From tens of Airbnb bookings both as a traveler and as a host I have had this year unfortunately 2 different occasions where I was forced to contact Airbnb support (as a person I try to solve issues first before contacting support):
I) As a guest where Airbnb canceled our booked apartment without explanation just weeks before the trip
II) As a host had ordered their professional photography service only to be later informed the waiting time to get 5-10 photos "accepted" was 4 weeks and asked them to just give me the photos regardless if it meets their quality criteria as I see the photos belong to me and can decide do I publish them or not
In both cases I quickly learned to be interacting with their "global" support in Philippines and their robotic handling of cases is causing severe damage to Airbnb's reputation and lowers host's commitment to the platform compared to their competitors. Why is that?

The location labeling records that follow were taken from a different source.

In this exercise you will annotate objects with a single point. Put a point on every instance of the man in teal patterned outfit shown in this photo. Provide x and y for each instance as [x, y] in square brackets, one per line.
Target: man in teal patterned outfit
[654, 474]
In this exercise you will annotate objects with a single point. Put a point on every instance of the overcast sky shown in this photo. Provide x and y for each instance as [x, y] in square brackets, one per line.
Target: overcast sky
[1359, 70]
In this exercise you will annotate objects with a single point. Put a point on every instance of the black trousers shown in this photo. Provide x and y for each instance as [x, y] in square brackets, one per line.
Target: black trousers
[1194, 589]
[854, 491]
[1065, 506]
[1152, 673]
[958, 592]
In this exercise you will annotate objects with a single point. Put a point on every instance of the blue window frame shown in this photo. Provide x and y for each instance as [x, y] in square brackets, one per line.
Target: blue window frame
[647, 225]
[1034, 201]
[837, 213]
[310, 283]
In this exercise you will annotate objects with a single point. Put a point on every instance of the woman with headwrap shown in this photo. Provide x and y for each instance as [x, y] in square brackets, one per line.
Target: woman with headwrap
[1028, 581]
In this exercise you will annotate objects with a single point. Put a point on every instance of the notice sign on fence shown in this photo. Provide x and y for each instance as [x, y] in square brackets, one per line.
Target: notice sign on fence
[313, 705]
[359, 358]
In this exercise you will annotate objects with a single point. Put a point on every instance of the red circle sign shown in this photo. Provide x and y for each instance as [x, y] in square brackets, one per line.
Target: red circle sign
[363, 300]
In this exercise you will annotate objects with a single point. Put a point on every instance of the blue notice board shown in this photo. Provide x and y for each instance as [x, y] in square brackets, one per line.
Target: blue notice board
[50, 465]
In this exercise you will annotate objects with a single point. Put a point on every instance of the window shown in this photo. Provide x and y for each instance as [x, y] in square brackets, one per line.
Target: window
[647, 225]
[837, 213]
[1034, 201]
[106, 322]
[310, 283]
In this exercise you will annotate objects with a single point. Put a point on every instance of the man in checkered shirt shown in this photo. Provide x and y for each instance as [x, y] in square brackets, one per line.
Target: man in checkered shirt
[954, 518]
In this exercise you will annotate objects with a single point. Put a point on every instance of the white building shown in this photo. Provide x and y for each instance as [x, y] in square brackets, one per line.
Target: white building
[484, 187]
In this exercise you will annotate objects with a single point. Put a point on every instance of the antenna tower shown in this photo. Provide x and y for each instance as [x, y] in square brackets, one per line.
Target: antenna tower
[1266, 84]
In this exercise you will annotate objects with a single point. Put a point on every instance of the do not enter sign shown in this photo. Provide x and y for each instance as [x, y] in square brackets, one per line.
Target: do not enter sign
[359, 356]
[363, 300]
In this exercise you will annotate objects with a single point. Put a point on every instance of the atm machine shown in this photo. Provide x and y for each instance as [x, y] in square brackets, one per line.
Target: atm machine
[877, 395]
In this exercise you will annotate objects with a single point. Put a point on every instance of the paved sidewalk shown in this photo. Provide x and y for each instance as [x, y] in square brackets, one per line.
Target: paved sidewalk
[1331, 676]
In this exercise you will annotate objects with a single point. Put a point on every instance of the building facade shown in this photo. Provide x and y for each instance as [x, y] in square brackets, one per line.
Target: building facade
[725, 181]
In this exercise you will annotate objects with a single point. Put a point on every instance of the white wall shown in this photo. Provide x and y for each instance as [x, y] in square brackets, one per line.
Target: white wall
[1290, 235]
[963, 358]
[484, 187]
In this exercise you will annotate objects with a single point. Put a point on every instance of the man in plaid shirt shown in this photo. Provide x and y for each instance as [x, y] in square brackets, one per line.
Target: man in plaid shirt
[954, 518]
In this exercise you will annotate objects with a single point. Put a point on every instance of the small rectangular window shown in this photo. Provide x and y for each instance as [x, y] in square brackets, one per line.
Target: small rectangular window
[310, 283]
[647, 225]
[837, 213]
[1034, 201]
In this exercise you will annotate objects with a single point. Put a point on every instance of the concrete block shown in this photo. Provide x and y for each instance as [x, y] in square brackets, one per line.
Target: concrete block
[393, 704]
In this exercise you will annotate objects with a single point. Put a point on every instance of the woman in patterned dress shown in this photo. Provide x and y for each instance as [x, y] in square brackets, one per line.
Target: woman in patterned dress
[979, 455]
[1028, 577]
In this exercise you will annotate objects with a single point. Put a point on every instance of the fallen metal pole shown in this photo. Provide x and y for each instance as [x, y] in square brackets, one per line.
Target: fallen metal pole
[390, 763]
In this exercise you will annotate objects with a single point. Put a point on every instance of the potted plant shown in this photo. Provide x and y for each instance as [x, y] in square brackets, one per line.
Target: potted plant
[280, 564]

I) They are called case officers but actually can only provide canned replies (and why would you be contacting support in the first place only to receive a canned reply which you can read on their FAQ page?)
II) You can ask "do you have the necessary rights and expertise to handle this case" only to experience later that you are describing the same challenge/situation to the 2nd or 3rd customer case officer as they have very limited knowledge transfer for some reason
III) Good example of their robotic behavior is user authentication. Despite you calling from your registered phone number they will ask your phone number, registered email address, default payment method and paypal email address. After calling them the 3rd time that day, the representative refused to listen when I tried to share all three of these in sequence to speed things up.
IV) Their biggest challenge is to see the bigger picture. So let's say you have a minor problem that needs solving but end up wasting your time and receiving canned replies, you then decide to book your next 1000€ travel from their competitor because of this.